After successful treatment and cortisol normalization, most patients experience significant clinical improvement, but recovery is typically gradual and incomplete. Body composition changes, including redistribution of fat from central to peripheral depots and recovery of muscle mass, occur over months to years. Hypertension and diabetes often improve but may persist, requiring continued medication. Bone density typically begins recovering within 6 to 12 months. Psychiatric symptoms and cognitive function may take longer to improve, and some patients experience persistent deficits in quality of life and cognitive performance. Patients also commonly experience symptoms of adrenal insufficiency during the recovery period as their suppressed HPA axis gradually normalizes, requiring glucocorticoid replacement therapy that is slowly tapered.

Conclusion

The Cushing Score represents an important advance in the standardized clinical assessment of patients suspected of having Cushing’s syndrome. By providing a structured, evidence-based framework for evaluating the pre-test probability of hypercortisolism, clinical scoring tools help bridge the gap between initial clinical suspicion and the decision to pursue biochemical screening. This is particularly valuable given the diagnostic challenges posed by the rarity of Cushing’s syndrome, its overlapping symptoms with common metabolic conditions, and the well-documented delays in diagnosis that contribute to patient morbidity.

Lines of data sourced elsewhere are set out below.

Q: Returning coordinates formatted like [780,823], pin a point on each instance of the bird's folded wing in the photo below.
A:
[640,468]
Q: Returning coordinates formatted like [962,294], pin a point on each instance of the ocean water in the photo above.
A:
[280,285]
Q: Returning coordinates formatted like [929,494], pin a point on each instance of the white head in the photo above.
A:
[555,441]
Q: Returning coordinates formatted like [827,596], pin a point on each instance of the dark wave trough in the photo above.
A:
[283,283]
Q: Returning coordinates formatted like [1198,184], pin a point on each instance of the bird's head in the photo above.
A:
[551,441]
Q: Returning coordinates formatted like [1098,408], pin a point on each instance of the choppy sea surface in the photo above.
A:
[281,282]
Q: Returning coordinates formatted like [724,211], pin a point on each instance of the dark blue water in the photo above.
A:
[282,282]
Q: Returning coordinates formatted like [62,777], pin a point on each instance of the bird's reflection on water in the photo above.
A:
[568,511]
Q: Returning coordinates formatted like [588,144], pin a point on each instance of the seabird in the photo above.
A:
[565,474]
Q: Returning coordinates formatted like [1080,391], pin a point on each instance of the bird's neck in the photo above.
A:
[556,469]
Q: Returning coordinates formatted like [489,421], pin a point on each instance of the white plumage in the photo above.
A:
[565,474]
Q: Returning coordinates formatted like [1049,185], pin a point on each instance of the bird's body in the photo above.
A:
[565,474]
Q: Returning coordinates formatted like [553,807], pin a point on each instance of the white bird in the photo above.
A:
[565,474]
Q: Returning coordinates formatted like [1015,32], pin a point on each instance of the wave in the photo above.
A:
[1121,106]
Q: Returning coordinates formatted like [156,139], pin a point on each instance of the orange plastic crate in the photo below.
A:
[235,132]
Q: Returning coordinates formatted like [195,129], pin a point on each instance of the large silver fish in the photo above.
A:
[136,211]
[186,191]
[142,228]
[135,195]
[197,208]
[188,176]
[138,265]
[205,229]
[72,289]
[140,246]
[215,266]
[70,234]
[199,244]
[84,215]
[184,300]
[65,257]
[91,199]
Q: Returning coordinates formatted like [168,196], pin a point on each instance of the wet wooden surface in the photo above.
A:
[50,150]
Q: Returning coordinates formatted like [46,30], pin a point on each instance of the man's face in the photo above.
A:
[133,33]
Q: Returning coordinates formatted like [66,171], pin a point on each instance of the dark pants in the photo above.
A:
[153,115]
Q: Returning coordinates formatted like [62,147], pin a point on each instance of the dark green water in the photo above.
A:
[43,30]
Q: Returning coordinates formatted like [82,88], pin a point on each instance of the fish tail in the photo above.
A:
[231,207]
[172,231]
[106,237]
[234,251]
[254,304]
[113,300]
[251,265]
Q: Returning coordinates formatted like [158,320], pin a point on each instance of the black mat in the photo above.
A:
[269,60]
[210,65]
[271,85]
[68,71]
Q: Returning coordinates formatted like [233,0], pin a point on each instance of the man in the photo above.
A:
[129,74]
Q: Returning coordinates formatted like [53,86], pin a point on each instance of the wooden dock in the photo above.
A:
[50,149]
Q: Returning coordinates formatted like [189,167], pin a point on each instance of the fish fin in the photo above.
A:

However, clinical scoring systems should always be used as decision support tools within the context of comprehensive clinical evaluation, not as stand-alone diagnostic instruments. Healthcare providers should consider the full clinical picture, including features not captured by the score, the tempo and progression of symptoms, and the patient’s individual risk profile. When the clinical assessment suggests meaningful risk, prompt biochemical screening and specialist referral can lead to earlier diagnosis and treatment, ultimately improving outcomes for patients living with this challenging endocrine disorder. If you suspect you may have symptoms consistent with Cushing’s syndrome, please consult with a qualified healthcare professional for proper evaluation.